Colour Headshots or Black and White Headshots?

Black and White for Actor Headshots (at least here in the UK) has traditionally been the only option. Spotlight “the home of casting” published a book with ONLY black and white headshots in it.

Now, though it is much more usual to see colour headshots. Spotlight still only shows black and white headshots in its book but the Spotlight website shows a mix of colour and black and white.

It feels to me that the industry is moving to Colour headshots. I think this makes sense – for the vast majority of projects the actor’s the final output will be colour. People will see the actors in full colour, so I think that a headshot that best reflects you – is always the best – colour for me does this better than black and white.

Black and white headshots are flattering, black and white portraits are often my favourites, but for headshots, I feel their time is nearly up.

I work digitally, so I am able to convert images to Black and White.

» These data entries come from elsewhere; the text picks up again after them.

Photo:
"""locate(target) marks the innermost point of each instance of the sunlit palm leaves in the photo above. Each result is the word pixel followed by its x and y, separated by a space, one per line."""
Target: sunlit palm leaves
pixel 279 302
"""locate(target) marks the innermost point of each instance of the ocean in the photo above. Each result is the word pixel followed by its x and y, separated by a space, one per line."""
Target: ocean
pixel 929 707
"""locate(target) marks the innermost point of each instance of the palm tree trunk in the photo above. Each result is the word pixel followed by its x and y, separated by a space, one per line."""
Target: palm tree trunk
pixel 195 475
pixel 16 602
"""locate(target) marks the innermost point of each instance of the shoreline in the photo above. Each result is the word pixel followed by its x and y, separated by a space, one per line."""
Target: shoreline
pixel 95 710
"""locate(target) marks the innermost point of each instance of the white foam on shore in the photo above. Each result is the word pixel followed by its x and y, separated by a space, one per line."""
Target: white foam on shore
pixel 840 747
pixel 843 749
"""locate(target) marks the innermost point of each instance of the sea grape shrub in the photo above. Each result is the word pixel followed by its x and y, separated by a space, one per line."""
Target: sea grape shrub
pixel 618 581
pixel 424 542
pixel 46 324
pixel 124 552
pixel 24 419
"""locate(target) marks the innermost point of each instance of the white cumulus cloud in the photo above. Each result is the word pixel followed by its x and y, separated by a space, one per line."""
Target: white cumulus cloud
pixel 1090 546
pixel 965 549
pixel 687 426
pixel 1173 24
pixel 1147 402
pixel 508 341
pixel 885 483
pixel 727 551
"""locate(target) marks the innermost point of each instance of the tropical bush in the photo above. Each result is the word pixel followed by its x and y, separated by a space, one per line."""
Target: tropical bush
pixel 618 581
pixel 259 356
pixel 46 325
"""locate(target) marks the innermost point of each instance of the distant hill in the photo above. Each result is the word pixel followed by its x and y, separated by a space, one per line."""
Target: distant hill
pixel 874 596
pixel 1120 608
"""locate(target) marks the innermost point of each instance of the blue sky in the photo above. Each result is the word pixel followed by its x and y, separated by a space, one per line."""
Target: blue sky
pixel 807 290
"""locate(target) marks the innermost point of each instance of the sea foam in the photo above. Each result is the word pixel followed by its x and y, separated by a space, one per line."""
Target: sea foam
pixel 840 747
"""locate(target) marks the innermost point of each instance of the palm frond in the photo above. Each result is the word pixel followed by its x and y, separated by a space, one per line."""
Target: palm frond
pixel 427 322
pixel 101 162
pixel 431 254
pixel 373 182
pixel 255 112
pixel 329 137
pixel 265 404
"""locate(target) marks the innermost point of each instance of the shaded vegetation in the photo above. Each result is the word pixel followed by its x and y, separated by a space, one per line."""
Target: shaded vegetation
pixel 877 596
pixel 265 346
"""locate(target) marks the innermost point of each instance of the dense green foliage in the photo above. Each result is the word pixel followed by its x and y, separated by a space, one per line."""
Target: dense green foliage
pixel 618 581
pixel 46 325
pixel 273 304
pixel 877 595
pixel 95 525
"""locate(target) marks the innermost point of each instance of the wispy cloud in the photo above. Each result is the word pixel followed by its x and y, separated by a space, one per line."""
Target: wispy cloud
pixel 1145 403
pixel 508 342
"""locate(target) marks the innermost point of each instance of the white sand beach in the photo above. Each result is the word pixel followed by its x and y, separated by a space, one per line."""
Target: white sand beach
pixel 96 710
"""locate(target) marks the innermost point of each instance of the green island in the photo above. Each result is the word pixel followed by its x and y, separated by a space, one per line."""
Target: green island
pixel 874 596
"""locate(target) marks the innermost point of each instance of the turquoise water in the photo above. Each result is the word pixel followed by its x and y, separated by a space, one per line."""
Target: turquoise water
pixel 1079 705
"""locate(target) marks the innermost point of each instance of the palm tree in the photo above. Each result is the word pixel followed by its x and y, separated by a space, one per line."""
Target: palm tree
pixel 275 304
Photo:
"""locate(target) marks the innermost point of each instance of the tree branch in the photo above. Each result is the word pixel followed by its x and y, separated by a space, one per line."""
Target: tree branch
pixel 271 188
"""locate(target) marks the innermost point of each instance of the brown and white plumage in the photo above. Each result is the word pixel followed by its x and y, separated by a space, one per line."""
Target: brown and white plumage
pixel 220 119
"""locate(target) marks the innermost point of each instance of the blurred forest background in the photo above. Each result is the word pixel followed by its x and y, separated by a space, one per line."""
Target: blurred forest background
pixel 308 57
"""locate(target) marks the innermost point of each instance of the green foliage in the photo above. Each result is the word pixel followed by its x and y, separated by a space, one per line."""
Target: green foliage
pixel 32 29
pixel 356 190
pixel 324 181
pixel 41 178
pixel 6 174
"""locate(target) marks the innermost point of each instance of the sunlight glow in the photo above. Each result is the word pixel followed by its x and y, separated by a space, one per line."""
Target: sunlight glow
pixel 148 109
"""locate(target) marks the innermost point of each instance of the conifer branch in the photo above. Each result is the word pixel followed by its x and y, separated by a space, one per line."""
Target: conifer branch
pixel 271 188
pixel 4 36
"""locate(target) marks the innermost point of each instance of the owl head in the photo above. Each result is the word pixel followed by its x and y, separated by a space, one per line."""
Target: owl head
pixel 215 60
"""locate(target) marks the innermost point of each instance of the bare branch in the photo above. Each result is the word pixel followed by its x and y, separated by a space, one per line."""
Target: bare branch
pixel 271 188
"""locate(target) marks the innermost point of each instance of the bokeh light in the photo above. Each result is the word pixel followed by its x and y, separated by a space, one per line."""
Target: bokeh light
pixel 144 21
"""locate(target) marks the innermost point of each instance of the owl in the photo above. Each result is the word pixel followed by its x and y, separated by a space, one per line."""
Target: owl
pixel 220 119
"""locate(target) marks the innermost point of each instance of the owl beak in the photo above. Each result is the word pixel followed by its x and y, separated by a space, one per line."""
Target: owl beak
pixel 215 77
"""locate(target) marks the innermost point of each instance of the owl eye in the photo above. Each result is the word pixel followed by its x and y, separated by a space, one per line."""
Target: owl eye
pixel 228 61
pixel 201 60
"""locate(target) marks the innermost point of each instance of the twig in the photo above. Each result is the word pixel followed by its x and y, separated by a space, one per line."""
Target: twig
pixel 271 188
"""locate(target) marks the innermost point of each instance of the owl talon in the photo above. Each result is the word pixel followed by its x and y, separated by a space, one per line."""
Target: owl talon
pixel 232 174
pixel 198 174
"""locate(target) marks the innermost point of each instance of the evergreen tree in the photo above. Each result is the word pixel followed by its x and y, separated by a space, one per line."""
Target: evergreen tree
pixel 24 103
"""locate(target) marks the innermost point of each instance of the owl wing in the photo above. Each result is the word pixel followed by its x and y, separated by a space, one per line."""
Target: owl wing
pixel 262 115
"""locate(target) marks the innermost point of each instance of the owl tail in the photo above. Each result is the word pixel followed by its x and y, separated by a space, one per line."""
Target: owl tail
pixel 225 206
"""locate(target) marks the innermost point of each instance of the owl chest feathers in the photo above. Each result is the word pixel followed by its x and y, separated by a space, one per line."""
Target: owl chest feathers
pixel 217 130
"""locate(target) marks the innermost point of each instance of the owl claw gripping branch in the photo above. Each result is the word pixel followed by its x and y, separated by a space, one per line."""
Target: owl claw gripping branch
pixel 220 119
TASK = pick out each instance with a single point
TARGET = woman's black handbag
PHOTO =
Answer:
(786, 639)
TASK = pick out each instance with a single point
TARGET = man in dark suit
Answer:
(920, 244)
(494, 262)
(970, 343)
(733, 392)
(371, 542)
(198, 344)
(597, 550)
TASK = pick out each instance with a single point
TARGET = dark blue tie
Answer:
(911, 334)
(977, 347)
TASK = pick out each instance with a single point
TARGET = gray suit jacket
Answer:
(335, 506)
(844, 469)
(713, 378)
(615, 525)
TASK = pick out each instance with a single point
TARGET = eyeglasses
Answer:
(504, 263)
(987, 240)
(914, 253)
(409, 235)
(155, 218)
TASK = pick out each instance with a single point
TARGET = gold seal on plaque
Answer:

Having worked as a Fine Art Child Photographer – I don’t just hit a button and make an okay black and white image – I’ll be able to give you fantastic black and white images, alongside your colour ones.

Printing a black and white headshot is something that also needs to be considered – some online and high street labs only print grey – no 100% black or white – which for a particularly high contrast black and white headshot might lose something in the printing. Don’t worry I’ll give you some suggestions on where to get your headshots printed. Remember your headshot needs to make that great first impression.